そこで、私と愛咲の脳は、恐慌状態から一瞬にして現実に戻ってくるのだ。
ガラスに張り付いて変形していた顔は、元に戻れば探していた四人だった。
「もう、何やってんのよ」
流れる冷や汗を隠し、私は安堵の声を漏らす。
「ごめんごめん。後から二人が来るのが見えたからさ。少し脅かしてやろうと思って」
外への扉を開けて、梶田君が謝罪する。
「趣味ワル」
愛咲は完全に拗ねてしまっている。
「そこ、開いてたの?」
「ああ、一つだけ開いてた。業者が閉め忘れたのかな」
「業者って、何の業者よ」
不思議そうに愛咲が尋ねる。
「言ってなかったっけ?ここ、誰かが管理してるんだよ、ここ。草刈もそうだし、建物の中も綺麗だぜ」
建物の内部は、確かに廃墟と言うには整然としていた。
机や椅子などの物品も何故かそのままで、生々しい跡がそこかしこに残っている。
「まあいいわ。さっさと出なさい。帰るわよ」
愛咲がぶっきらぼうに言い放つ。
「ええー、折角中にまで入れるんだし、少し肝試しでもしていこうよ」
しかし、紗子がそう答える。べったり俊明に身体を寄せている。
「ふざけた事言ってんじゃないの。不法侵入よ?」
更に強い語調で返す。
「大丈夫だって。広い建物じゃないし、ちらっと回ったら帰るって」
佐々木君が、喧嘩になりそうな態度の二人を宥めるかのように言う。
「そうそう。二十分もかからないし。どうせ何もでないからさ。廃墟探索だと思って」
携帯電話のライトが光る。
「……本当に回ったら帰る?」
「雨深!」
私の言葉に、愛咲が反応する。
「帰る帰る。祭りだけだとなんだしさ。これも思い出作りだって」
折角近くまで来たのだから。そんな考え方はわからないわけではないのだが。
「何言ってんの雨深!」
「いや、ごめん。なんていうか、こういう危ないの放っておけないんだよね。愛咲は帰ったほうがいいよ。ここの道路まっすぐ行けば国道だし、タクシーも居るから」
後味が悪い、というのだろうか。なんというか、見捨てた気分になる。集団から離れることを嫌う情操教育の賜物とでも言い換えれば格好はつくが。
「全くもう……。さっさと終わらせるわよ!」
そういうと、愛咲も渋々、建物の中に入ってくる。
「そうこなくっちゃ!あ、土足はやばそうだし、サンダルは脱いでね。大丈夫、床は痛んでないし、埃っぽくもないから」
「……いいの?」
私が尋ねると、愛咲は渋々、という表情を作った。
「別に、心霊スポットな訳じゃないんでしょ?じゃあ、さっさと済ませて帰りましょ。私も後で変な噂を立てられるのは嫌だし」
喜ぶ男子陣と、微妙な反応を返す紗子に一抹の不安を抱きながら、私たちは廃園になった幼稚園の中を進む。

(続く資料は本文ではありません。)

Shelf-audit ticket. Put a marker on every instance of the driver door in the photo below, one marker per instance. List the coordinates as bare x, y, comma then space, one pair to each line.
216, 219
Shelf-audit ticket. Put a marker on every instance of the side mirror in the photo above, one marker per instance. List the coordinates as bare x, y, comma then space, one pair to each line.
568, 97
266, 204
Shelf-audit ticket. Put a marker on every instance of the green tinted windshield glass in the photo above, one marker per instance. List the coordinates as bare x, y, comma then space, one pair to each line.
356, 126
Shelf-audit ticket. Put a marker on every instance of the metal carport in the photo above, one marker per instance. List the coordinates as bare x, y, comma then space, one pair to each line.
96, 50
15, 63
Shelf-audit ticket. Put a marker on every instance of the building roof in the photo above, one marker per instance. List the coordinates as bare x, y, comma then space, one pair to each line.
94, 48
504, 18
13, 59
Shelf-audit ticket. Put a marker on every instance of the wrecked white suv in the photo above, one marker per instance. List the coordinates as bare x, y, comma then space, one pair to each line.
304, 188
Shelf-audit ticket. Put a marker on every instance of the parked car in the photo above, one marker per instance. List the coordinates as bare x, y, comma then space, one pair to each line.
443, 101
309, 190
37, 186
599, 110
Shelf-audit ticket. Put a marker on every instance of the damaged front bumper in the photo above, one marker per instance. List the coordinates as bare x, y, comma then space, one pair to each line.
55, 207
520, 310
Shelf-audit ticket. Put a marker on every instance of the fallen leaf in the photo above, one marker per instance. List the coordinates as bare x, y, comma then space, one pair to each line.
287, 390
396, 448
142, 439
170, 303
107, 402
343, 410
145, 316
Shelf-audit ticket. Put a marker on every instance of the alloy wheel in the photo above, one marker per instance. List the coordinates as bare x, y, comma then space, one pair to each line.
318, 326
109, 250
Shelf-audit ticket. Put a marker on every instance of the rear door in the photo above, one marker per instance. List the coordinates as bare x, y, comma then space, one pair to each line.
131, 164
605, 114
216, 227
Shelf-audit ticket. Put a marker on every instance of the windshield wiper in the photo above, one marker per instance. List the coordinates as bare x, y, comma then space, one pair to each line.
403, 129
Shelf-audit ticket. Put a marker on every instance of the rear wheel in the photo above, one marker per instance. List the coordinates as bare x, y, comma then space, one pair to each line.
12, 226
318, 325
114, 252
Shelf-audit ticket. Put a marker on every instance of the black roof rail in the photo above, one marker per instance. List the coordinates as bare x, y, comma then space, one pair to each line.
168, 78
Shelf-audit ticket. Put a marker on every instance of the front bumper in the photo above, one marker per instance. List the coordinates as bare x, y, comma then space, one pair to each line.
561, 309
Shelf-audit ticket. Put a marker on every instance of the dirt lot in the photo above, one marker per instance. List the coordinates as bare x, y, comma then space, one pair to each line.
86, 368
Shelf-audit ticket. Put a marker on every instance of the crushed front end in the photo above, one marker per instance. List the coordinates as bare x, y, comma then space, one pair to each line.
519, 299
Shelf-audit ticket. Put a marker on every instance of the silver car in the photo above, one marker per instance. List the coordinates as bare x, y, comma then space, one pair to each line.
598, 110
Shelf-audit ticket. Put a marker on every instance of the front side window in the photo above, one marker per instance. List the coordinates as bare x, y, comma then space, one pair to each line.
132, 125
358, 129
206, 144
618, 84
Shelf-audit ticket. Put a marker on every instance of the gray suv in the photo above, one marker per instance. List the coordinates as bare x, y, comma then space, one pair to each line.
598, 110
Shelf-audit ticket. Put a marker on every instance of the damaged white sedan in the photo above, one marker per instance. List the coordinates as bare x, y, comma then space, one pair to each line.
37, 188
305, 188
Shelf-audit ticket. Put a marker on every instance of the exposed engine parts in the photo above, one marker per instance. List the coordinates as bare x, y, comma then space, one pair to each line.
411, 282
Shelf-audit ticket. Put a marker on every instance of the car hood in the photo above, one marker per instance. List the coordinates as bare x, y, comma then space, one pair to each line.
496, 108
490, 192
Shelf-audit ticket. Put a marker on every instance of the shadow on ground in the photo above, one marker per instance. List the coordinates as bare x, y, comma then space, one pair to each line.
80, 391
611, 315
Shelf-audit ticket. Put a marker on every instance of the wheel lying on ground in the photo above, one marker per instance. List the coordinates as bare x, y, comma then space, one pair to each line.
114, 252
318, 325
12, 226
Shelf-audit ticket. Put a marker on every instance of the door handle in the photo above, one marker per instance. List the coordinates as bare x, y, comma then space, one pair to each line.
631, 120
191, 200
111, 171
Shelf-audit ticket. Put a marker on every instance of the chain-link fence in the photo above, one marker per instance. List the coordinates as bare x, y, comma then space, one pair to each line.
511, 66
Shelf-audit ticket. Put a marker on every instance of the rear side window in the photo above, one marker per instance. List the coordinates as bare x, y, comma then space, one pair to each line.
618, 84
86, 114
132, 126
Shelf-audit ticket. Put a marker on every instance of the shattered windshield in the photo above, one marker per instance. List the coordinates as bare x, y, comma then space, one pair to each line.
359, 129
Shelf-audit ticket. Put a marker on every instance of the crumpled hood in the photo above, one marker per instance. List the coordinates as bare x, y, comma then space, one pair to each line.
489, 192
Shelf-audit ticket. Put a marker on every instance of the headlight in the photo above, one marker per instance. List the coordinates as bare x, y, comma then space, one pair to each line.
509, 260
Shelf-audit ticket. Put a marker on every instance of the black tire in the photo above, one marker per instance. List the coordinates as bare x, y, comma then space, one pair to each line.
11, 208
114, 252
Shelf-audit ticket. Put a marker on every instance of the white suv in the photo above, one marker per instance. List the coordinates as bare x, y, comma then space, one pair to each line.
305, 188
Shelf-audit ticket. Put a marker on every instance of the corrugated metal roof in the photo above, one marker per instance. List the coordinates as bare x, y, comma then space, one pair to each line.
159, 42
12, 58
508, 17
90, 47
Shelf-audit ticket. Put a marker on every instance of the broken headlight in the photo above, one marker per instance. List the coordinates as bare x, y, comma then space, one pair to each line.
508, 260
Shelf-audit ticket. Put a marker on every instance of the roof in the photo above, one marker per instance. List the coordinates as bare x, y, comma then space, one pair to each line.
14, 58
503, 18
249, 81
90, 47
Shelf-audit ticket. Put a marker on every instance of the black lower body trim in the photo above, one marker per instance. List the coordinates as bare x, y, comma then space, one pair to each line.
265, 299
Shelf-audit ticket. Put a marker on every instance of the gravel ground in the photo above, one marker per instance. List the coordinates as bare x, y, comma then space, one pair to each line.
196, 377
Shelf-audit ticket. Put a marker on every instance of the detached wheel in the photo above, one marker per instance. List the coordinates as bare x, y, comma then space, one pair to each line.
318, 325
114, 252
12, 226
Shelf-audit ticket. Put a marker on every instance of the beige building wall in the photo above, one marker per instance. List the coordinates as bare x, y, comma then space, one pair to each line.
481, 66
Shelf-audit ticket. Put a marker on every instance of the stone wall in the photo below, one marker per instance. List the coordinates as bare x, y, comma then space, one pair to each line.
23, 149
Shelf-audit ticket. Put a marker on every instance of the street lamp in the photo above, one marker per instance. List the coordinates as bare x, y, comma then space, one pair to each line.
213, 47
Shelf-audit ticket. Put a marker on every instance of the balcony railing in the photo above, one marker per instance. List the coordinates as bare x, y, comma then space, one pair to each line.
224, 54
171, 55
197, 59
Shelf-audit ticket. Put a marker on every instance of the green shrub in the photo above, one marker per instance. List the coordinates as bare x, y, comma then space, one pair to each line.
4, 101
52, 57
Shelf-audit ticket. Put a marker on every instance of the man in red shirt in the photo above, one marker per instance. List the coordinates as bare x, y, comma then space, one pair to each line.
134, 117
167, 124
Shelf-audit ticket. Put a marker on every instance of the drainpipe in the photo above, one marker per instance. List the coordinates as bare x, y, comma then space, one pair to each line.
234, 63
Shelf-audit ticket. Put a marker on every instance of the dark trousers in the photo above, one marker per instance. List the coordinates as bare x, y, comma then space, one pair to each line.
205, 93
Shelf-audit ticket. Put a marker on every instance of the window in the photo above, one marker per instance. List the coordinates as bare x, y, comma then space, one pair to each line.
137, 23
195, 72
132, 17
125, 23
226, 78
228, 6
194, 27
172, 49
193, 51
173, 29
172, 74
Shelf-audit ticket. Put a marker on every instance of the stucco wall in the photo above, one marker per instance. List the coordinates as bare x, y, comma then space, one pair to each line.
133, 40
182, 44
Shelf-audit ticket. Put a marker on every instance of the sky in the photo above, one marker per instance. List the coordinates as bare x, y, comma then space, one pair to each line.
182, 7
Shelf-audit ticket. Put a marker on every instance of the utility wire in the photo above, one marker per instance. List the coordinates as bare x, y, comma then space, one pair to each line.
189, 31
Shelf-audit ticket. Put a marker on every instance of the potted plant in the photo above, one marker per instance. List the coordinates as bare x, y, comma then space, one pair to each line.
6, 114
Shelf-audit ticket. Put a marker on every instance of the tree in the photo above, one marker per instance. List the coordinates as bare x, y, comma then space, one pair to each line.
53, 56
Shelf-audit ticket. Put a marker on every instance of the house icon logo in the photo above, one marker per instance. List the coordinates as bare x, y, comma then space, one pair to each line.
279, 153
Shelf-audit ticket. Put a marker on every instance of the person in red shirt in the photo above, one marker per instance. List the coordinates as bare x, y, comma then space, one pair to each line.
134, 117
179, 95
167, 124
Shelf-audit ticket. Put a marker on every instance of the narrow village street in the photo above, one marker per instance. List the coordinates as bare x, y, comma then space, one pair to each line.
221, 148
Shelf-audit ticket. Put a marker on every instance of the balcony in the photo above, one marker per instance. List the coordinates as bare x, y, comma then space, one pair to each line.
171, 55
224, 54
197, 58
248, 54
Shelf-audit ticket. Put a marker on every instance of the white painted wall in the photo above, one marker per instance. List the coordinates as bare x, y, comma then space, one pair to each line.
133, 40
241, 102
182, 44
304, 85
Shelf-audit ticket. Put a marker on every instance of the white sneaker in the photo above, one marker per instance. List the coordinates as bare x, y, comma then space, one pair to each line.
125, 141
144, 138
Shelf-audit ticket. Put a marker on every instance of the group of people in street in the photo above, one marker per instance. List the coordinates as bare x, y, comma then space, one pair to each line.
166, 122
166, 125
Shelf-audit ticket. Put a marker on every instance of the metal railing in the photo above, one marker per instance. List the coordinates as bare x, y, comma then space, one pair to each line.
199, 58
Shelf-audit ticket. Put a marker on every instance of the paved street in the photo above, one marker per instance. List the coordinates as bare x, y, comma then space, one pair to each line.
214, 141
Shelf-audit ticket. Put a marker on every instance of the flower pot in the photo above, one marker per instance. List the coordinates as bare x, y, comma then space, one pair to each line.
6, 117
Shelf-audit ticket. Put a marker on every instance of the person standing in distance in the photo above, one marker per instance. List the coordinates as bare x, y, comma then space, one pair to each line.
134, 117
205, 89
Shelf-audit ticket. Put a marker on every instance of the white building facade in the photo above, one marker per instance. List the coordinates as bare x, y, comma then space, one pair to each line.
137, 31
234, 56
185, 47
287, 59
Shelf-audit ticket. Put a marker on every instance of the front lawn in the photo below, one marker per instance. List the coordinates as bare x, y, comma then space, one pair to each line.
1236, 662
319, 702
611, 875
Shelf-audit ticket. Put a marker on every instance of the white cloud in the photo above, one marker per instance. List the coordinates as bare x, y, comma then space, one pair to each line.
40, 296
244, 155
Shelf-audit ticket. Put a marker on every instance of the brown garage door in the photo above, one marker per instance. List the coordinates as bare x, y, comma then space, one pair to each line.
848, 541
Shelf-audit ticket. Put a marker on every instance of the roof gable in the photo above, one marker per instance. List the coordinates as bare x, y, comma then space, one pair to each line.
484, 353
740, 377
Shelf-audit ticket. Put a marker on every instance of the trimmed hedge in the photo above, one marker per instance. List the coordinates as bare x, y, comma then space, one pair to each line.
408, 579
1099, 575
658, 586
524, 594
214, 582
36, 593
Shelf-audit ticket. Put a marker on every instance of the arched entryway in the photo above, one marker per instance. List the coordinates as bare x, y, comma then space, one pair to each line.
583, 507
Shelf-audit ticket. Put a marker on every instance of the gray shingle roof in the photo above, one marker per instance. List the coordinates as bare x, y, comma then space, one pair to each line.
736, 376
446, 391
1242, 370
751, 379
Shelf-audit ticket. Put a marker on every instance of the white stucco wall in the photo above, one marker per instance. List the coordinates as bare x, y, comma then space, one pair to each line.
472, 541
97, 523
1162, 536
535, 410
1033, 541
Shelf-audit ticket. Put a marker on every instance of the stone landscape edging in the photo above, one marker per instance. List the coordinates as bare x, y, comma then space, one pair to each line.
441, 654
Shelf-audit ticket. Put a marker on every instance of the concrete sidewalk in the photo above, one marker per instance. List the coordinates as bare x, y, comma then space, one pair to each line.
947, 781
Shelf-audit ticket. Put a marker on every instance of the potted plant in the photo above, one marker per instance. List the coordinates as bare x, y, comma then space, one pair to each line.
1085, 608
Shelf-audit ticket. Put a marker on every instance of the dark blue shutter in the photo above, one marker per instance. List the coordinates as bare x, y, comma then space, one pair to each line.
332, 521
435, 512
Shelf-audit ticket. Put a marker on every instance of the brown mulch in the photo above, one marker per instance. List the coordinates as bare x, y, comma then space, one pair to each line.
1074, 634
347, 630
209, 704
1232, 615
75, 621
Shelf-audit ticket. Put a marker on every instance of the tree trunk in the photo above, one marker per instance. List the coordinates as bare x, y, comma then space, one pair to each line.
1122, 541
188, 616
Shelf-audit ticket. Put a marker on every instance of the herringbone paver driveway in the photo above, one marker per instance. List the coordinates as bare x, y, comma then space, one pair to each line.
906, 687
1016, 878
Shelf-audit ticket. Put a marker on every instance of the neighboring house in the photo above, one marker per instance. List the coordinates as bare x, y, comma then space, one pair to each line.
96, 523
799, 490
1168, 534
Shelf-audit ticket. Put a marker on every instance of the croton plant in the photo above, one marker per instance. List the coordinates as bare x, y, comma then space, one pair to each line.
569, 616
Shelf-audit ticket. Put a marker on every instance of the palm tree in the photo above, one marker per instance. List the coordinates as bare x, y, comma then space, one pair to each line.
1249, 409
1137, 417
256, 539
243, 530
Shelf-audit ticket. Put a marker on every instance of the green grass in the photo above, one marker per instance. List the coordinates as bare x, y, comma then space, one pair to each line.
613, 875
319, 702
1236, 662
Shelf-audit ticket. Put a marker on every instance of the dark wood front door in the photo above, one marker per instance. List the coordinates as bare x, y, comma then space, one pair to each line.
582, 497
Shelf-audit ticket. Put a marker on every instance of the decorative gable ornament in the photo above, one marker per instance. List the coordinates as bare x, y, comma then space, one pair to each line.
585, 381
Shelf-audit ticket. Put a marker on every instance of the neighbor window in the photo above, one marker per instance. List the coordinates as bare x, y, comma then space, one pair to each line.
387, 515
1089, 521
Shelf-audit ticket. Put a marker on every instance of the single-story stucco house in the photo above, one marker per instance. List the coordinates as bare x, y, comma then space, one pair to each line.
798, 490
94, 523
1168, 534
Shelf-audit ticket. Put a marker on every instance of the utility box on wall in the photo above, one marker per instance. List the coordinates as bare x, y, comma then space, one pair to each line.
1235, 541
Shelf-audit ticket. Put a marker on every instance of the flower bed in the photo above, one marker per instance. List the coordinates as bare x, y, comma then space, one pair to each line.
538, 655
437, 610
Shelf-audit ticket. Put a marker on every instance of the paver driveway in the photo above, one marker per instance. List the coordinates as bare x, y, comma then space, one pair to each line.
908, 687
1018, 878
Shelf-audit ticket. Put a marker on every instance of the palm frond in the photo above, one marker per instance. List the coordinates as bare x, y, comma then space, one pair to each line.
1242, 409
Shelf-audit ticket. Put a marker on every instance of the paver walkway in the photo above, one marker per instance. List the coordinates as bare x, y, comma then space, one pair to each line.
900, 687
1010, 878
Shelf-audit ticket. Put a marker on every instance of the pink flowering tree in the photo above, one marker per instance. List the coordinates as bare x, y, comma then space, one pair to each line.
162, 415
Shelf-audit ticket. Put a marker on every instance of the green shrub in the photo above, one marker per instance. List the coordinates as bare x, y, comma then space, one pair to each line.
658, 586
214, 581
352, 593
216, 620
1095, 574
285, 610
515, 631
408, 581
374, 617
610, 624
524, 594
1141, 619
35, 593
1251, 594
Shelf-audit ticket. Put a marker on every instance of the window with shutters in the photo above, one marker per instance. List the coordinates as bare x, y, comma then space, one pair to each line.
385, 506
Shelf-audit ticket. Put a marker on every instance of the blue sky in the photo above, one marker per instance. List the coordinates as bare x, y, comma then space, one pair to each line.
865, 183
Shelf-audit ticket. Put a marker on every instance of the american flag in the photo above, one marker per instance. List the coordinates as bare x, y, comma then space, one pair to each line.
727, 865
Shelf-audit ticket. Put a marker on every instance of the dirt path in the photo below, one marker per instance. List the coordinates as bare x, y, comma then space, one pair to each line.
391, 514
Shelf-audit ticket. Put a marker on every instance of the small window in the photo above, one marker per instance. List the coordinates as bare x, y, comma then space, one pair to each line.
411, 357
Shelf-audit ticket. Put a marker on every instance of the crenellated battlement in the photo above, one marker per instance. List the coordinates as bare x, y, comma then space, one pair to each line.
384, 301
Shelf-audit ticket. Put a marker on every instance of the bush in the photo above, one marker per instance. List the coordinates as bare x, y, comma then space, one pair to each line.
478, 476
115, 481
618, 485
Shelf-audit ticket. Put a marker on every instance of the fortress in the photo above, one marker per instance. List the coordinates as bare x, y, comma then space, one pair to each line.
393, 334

「一応扉は閉めておいてね。祭りの帰りの人が来るかもしれないし」
「ガラス越しに見られたらどうするのよ?」
「直ぐ隠れれば幽霊に見えるじゃん?」
そういって笑い話に、まだできる。
「もしかしたら、幽霊話の原因ってこれだったりしてね」
幽霊の正体見たり枯れ尾花というやつかもしれない。私たち以外にもここを訪れた人間がいるのだろうか。そう思いながらサンダルを脱ぐ。